Она же стала ждать фотографий. Не интервью – там все было ясно, сотни раз проговорено в разных вариантах, ведь при всей изобретательности и разнообразии мыслей жизнь-то у нас, поди, одна, других фактов биографии себе не изобретешь. А вот фотографии ее интриговали…

Наконец через неделю позвонили.

– Нина Аркадьевна? – Она не сразу узнала этот голос – негромкий, с ленцой. – Мы сегодня получили контрольки… Там много чего, надо бы выбрать… Я мог бы зайти к вам вечером, показать… Как, будет у вас настроение?

Они договорились на восемь, ровно в восемь он и позвонил в дверь, и это ей понравилось – она терпеть не могла временной расхлябанности. Он опять был в чем-то неброско элегантном, неуловимо стильном. «Голубой», – с непонятным огорчением решила она…

Витя – кажется, в прошлый раз его звали Витя? – открыл портфель и достал лупу и несколько больших листов, разбитых на множество маленьких квадратиков. Это и были контрольки. Она склонилась над столом и – сразу ахнула… Даже на таких крошечных черно-белых заплатках, даже двигаясь и выгибаясь под выпуклым круглым стеклом, эти фотографии поразили ее.

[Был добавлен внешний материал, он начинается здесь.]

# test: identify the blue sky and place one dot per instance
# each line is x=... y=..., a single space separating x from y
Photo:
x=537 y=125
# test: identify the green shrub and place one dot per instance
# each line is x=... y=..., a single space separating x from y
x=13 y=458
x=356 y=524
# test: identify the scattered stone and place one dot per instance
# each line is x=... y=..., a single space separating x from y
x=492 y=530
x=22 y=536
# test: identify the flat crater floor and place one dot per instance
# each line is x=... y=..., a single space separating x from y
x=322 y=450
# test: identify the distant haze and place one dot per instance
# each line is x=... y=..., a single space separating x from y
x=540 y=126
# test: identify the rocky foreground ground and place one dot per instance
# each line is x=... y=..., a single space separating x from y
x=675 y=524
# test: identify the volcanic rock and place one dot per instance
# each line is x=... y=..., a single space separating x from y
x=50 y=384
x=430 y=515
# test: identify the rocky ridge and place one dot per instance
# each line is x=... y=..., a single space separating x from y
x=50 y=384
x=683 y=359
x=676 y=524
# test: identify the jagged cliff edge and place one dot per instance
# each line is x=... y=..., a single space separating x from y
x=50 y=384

Все в них было: косой летящий снег, продрогшее пространство гранитных ступеней набережной, и гибельный шаг до кромки ледяной черной воды, и порывистая женщина в черном пальто и черной шляпе с удивительным, пойманным на лету горчащим взглядом…

Она молчала и смотрела, смотрела…

– Ну? – спросил он, улыбаясь. – Так вот вы какая, поэт…

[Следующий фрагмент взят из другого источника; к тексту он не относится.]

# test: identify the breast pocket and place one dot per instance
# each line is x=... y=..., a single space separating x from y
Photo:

– Витя… – проговорила она тихо, потрясенно. – Я просто… я не знаю! Передайте Михайлову… Да нет, конечно, я сама ему буду звонить! Но я… Вы сказали, что надо выбрать? А я не могу! Я все, все их выбираю!

– Да, Михайлов – молодец, – согласился Витя. – Он, кстати, тоже доволен. Хочет одну из фотографий – вот эту, у воды, с летящей полой пальто, – сделать плакатом на своей осенней выставке в Женеве. Но, знаете, все мы – молодцы. И вы-то уж точно молодец, все безропотно вынесли! А я разве нет? Смотрите, какие летящие шарфы я вам навязал, они же совсем живые, видите?

– Да! Да! – охотно и благодарно откликнулась Нина Аркадьевна. – Да садитесь же, Витя, голубчик! Я вам кофе сварю.

Она поставила на огонь джезву, спросила:

– А где, кстати, вы так настропалились драпировать простых смертных баб?